Your next company computer may be a 2-in-1 laptop
- 26 July, 2017 05:58
While consumer adoption of tablets is decreasing, business adoption is going the other way, powered by corporate fondness for Apple's iPad Pro and 2-in-1 devices running Windows.
The number of consumer-owned tablets is expected to decline about 3.3% annually even as the number of business-owned tablets grows at a combined annual growth rate of 6.9% by 2022, according to Forrester Research.
Global mobile device usage is expected to reach more than 5.5 billion users by 2022, almost double the total number of users (2.8 billion) in 2008, according a Forrester report released last week.
Large-screen smartphones are contributing to the decline in tablet sales among consumers, while the diverse use cases for a 2-in-1s is driving that segment's growth, Forrester stated.
Of the 5.5 billion mobile device users in 2022, smartphone owners will make up almost 70% of the market.
Nearly 94% of smartphones use either Android or iOS. Android is the dominant OS for smartphones, capturing 73% of the market with more than 1.8 billion users in 2016. Android is expected to maintain that lead, according to Forrester.
The Forrester growth forecast includes detachable tablets such as the Microsoft Surface and iPad Pro but excludes convertibles like the Lenovo Yoga.
In another report, convertible 2-in-1s are taking off with business users, growing at 46% worldwide year-over-year. That's according to IDC's Worldwide 2017 Q1 Personal Computing Device Tracker.
Over the next four years, detachables are expected to grow at 21.2% CAGR, IDC said.
At the same time, basic tablets that aren't used as laptop substitutes are seeing a decline in business adoption. Slate tablets, according to IDC, are expected to see a decrease of 6.5% in CAGR while notebooks and mobile workstations will only increase by 0.7% through 2021.
Helping to drive the momentum are new 2-in-1 models with larger screens, such as the new iPad Pro, which has either a 10.5-in. or 12.9-in. screen and is offered with a detachable keyboard, and the Dell Latitude 5000 2-in-1 (with a 12-in. screen) and the Latitude 7000 (with a 13-in. screen).
"Commercial PCs are seeing a real renaissance in design, with form-factors like the 2-in-1 that we could only dream about just a few years ago now becoming reality," said Bob O'Donnell, president and chief analyst at TECHnalysis Research. "Dell's innovations in the 2-in-1 category, ranging from detachables to 360-degree hinge, are rooted in productivity while providing the flexibility and beautiful design that today's mobile workforce desires."
Last year, Dell announced it was killing its Android tablet business in order to focus on Windows-based 2-in-1 laptops.
Earlier this month, Dell announced its 2-in-1 laptop sales surged 48% in the first quarter of 2017.
The larger 10-in. to 13-in. 2-in-1 screens can offer a "laptop-first experience with the convenience of a tablet when needed," Kirk Schell, Dell's vice president of commercial solutions, said.
"Our point of view is that the challenge with mobile devices is that they have to offer maximum productivity for a given use case," Schell continued. "Tablets were attractive because of what they offered in size, weight and flexibility, but ultimately fell short in supporting general office productivity because of limitations with the keyboard. Two-in-ones solve this problem by better integrating commercial class-designed keyboards into the DNA of the platform.
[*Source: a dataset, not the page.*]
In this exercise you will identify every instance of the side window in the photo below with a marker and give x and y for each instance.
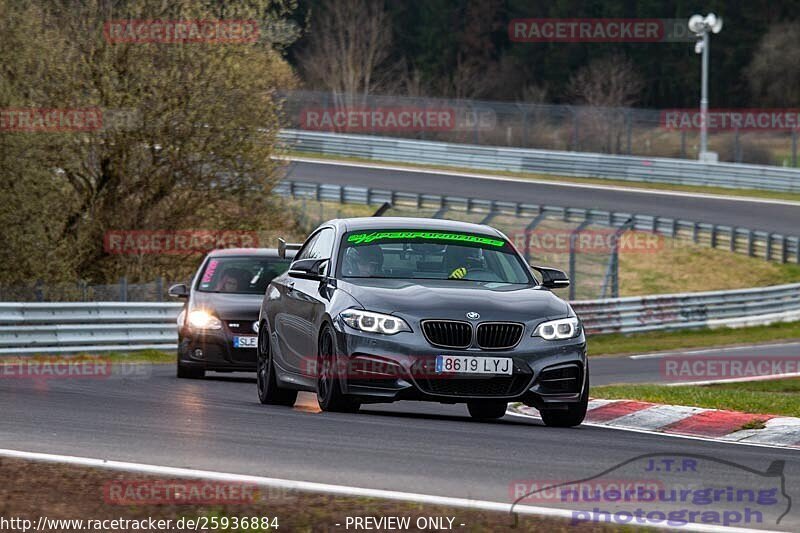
(320, 246)
(307, 247)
"We expect this segment of the market to continue to grow as creative use cases evolve in the commercial business," he said.
With the release of Windows 10, Dell's 2-in-1s and laptops are positioned to take advantage of the largest growth opportunities in the market, Schell said. Detachable tablets reached 8.1 million devices in the fourth quarter of 2015 and have more than doubled in shipments since the fourth quarter of last year.
"That said, traditional laptops remain the majority of our business and we expect that to remain the case for the medium term," Schell said. "Our customers tell us that laptops offer the best balance between consumption and creation, and we continue to drive improvements in size, weight and usability into classic notebooks."
Jitesh Ubrani, senior research analyst for IDC's Worldwide Mobile Device Trackers, said regardless of what marketers are saying, "detachable tablets are simply not putting pressure on notebooks yet.
"Consumers are just starting to graduate from old, consumption-based, slate tablets to a more productive detachable tablet. At the same time, the benefits of having a thin, touch-sensitive, productivity-based machine is shining light on the traditional PC category, causing vendors and consumers to focus on more premium devices in the convertible and ultraslim space," Ubrani said.
Excluding 2-in-1s, Forrester's research showed tablet use will remain low and grow from around 100 million units in 2016 to 155 million in 2022.
"The reason for growth in iPad Pro and 2-in-1 is the increasing adoption of these devices for office use as a second device," Forrester analyst Satish Meena, wrote in an email to Computerworld.
The iPad Pro accounts for around 10% of total iPad sales currently, Meena said. But Forrester expects its share to grow in future due to the demand from business segment.
"However, the overall tablet market will keep on declining," Meena said.